Il 23 marzo del 1514 nacque in Firenze Lorenzino dei Medico, da Pier Francesco e da Maria Soderini, ambedue di nobili ed illustri casate.
Discendeva il figlio di Pier Francesco da Lorenzo, fratello di Cosimo il Vecchio, ed era stato cresciuto nel culto delle libertà repubblicane, che nell’avo paterno, nel padre e nella famiglia Soderini muovevano da un sentimento sincero e profondo corroborato nel tempo, pur nelle costanti incertezze di un periodo storico tra i più travagliati della storia nazionale.
Pier Francesco, dopo aver condotto una vita piuttosto dissipata e aver sciupato gran parte del suo cospicuo patrimonio, si era ritirato nella modesta villa di Cafaggiuolo, dove Maria Soderini, donna austera e tutta dedita all’educazione dei suoi quattro figli, badava alle necessità della famiglia.

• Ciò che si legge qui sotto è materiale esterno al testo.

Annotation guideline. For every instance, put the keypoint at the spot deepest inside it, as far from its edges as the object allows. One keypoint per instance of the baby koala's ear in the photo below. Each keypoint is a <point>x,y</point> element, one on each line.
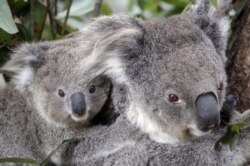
<point>24,61</point>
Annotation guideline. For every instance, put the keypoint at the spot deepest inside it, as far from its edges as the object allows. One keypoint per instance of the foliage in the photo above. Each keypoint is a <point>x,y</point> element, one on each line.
<point>230,138</point>
<point>31,20</point>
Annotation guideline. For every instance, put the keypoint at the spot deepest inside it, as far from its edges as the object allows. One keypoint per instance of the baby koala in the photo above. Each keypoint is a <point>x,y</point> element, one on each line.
<point>48,77</point>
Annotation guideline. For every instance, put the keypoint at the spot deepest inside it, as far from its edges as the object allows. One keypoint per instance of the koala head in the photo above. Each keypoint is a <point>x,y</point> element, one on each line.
<point>47,74</point>
<point>173,68</point>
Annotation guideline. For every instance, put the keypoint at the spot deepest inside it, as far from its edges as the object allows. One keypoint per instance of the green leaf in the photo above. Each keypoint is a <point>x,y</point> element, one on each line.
<point>6,21</point>
<point>19,161</point>
<point>78,8</point>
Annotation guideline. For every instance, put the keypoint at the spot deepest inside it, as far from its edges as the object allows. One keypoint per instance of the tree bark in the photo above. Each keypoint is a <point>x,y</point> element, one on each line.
<point>238,66</point>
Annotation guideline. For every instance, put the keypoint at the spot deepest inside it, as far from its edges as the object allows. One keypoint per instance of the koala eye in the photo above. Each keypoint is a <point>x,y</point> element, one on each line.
<point>92,89</point>
<point>173,98</point>
<point>61,93</point>
<point>220,86</point>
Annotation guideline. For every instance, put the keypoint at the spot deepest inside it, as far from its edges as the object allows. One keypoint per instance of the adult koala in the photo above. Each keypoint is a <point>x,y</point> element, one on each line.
<point>174,73</point>
<point>48,98</point>
<point>173,68</point>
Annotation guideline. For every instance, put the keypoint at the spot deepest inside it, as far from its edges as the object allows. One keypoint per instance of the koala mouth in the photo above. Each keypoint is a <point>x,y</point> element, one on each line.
<point>193,130</point>
<point>78,118</point>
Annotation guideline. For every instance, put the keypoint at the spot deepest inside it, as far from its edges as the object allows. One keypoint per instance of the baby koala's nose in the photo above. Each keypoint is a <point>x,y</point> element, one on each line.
<point>78,104</point>
<point>207,111</point>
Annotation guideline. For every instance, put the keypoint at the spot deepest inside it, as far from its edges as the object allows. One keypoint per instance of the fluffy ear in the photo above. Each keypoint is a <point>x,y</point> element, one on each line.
<point>213,21</point>
<point>116,36</point>
<point>23,63</point>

Alla morte di Pier Francesco, avvenuta nel 1525, la famiglia ebbe a soffrire gravi ed imbarazzanti ristrettezze economiche e Lorenzino, appena undicenne, pur affidato alle cure della madre, fu posto sotto l’alta tutela di papa Clemente, che affidò a Giovanni Francesco Zeffi il compito di amministrare la villa e di educare allo studio delle lettere il giovane Lorenzino e suo fratello Giuliano.
Dotato di fervido ingegno, sin dalla prima adolescenza Lorenzino mostrò di possedere un animo inquieto, ribelle e mutevole nell’umore.
Nel 1526, lo Zeffi emigrò a Venezia e in quella gaia città Lorenzino trascorse un anno lieto e spensierato, l’unico forse di tutta la sua esistenza, ma il suo animo, esuberante e curioso, cominciò a subire anche i primi guasti.
Di costituzione gracile (per questo motivo lo chiamavano Lorenzino), d’aspetto poco gradevole, eternamente afflitto da una grave penuria economica, ma d’animo molto mutevole e sensibile, Lorenzino era naturalmente portato a vivere in solitudine, che lo faceva apparire cupo e malinconico anche in mezzo alla compagnia più sfrenata.
Due mondi si confondevano perennemente nel suo cuore e il giorno si univa alla notte in un intreccio inestricabile: luce e buio, slanci generosi ed improvvisi abbandoni, gioia esagerata e desolante tristezza convivevano nella stessa persona, in una inarrestabile ridda di pensieri e di sensazioni.
Questa contrastante complessità di sentimenti, che l’odierna psichiatria non esiterebbe a definire “bipolarismo”, si intensificò con il passare degli anni, unitamente ad una sete di dominio e ad una smoderata brama di sogni ambiziosi, che lo portarono ad odiare il genere umano, in primo luogo i potenti, a partire da papa Clemente, con il quale era imparentato e che lo aveva fino ad allora sostenuto e beneficato in tutti i modi ed in ogni circostanza.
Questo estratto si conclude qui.